I VillaZuk vengono da Cosenza. Sono tre. Domenico Scarcello. Andrea Minervini. Eugenio Ferraro. Si uniscono nel 2009 e l’anno dopo esordiscono con il primo album, … a colorare Libertà. Il primo brano, Fiorecrì, diventa la sigla del video che annuncia il concerto di Piazza del Popolo a Roma a sostegno del SI ai quesiti referendari del 2011. Poi tanti concerti. Nell’estate del 2012 lanciano Meno male Robertino, il singolo di apertura dell’omonimo album, che invece è stato distribuito nel 2013.
Meno male Robertino è un ambizioso cocktail musicale. I tre ingredienti di base sono folk, pop e reggae. La prima parte dell’album è tutta in italiano, nella seconda c’è anche il dialetto. I VillaZuk utilizzano un linguaggio ricercato e pieno di metafore per raccontare una società stanca, affannata e imbrigliata in una serie di vecchie convenzioni che limitano la libertà espressiva degli esseri umani. Il risultato è notevole, ma richiede più di un ascolto. Non è facilissimo seguire il discorso che si sgomitola nota dopo nota.
Tutt’uno apre l’album con una sequenza di chitarra molto danzereccia, poi d’improvviso la voce di Domenico Scarcello compare su due strofe reggae. Una terza sequenza in stile decisamente cantautoriale. E un ritornello pop, il più pop di tutto l’album. Poi di nuovo reggae, e si ricomincia. Tutt’uno è una chiara dichiarazione d’intenti. Riassume perfettamente le ambizioni musicali di questi tre talentuosi musicisti. Il testo è un invito ad abbandonare nomi e categorizzazioni per riscoprire la concretezza della condizione umana. Una rivoluzione che spazza via le differenze e il desiderio di distruggere ciò che c’è all’esterno, che sia la natura o che siano altri uomini.
Mondo favola è un brano particolare. E’ un racconto simbolista musicato in maniera molto elegante, tra filastrocca e commedia musicale. L’idea è quella di un cantastorie interrotto da una voce lirica femminile. Questo genere non è nuovo nel cantautorato italiano, soprattutto in quello degli anni ’80, ma qui i VillaZuk lo portano all’estremo, forse esagerando un po’. Le immagini che si susseguono in sei minuti e mezzo sono tantissime ed è difficile raccogliere immediatamente il capo del filo che le unisce. D’altra parte va però riconosciuto che oggi pochi riuscirebbero a musicare un testo del genere, e pochissimi riuscirebbero a scriverlo.

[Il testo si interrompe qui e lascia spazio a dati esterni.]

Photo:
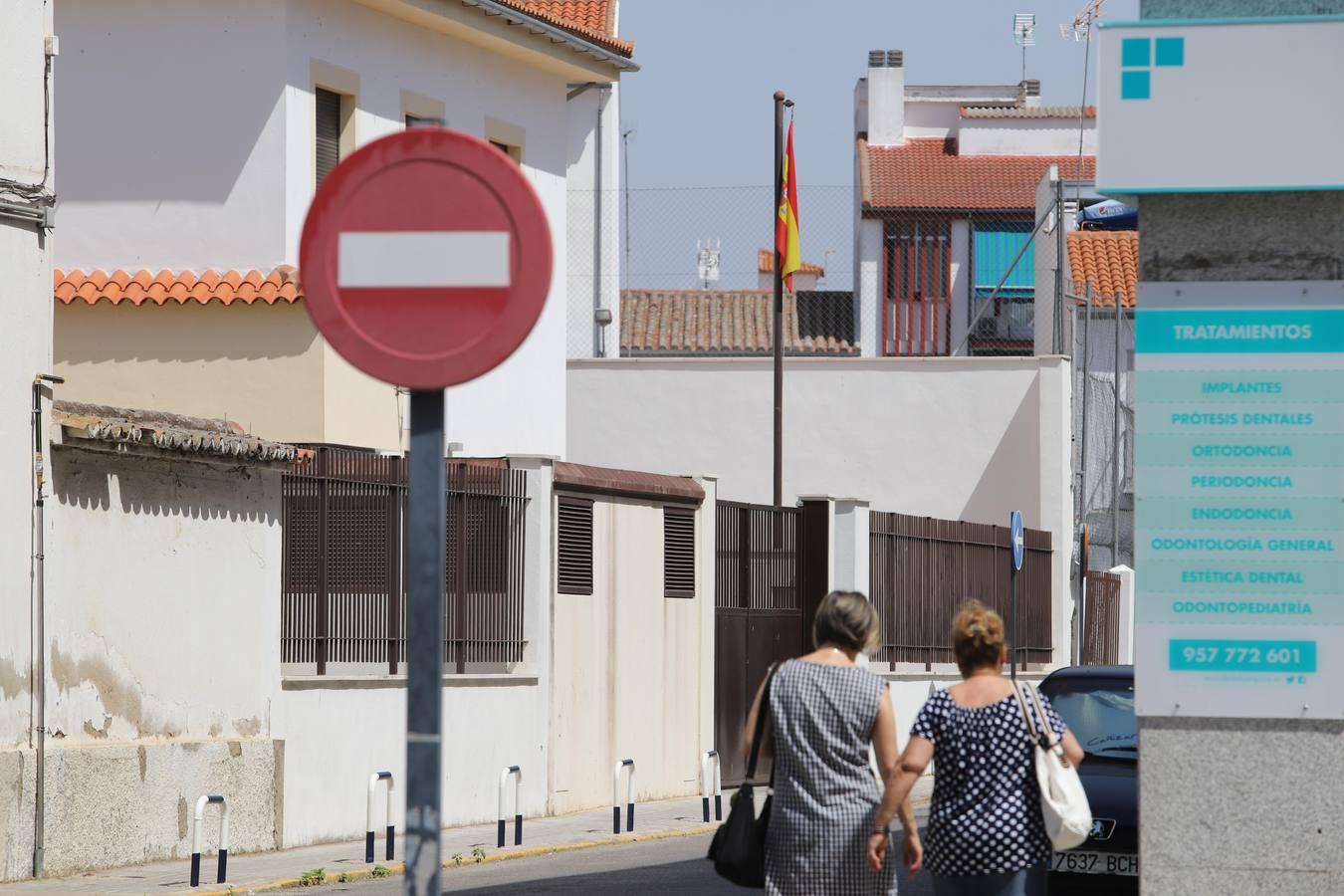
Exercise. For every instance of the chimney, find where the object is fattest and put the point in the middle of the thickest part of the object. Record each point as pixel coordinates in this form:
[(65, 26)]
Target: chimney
[(886, 99)]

I brani in dialetto non stonano con gli altri, anzi contribuiscono ad arricchire i sapori di questo piacevole incrocio musicale. Si guardu fora è una canzone intensa sulla condizione dei carcerati. E’ probabile che l’ispirazione sia venuta ai VillaZuk dopo aver tenuto un corso sulla scrittura delle canzoni nel carcere di Cosenza, all’inizio del 2011. E si fiss è un brano reggae molto gradevole, con un ritornello orecchiabile e rassicurante. I VillaZuk sono giovani, e giovane è la loro band. Nonostante ciò dimostrano una grande sicurezza musicale. Passano con disinvoltura da un genere all’altro e non c’è mai niente fuori posto. Scrivono testi di ottimo livello e utilizzano un lessico insolito, molto ricercato. Una band già matura e pronta ad affrontare qualsiasi sfida musicale. Che non ha tradito le aspettative create dal successo immediato del primo brano. Riuscendo perfino a migliorarsi.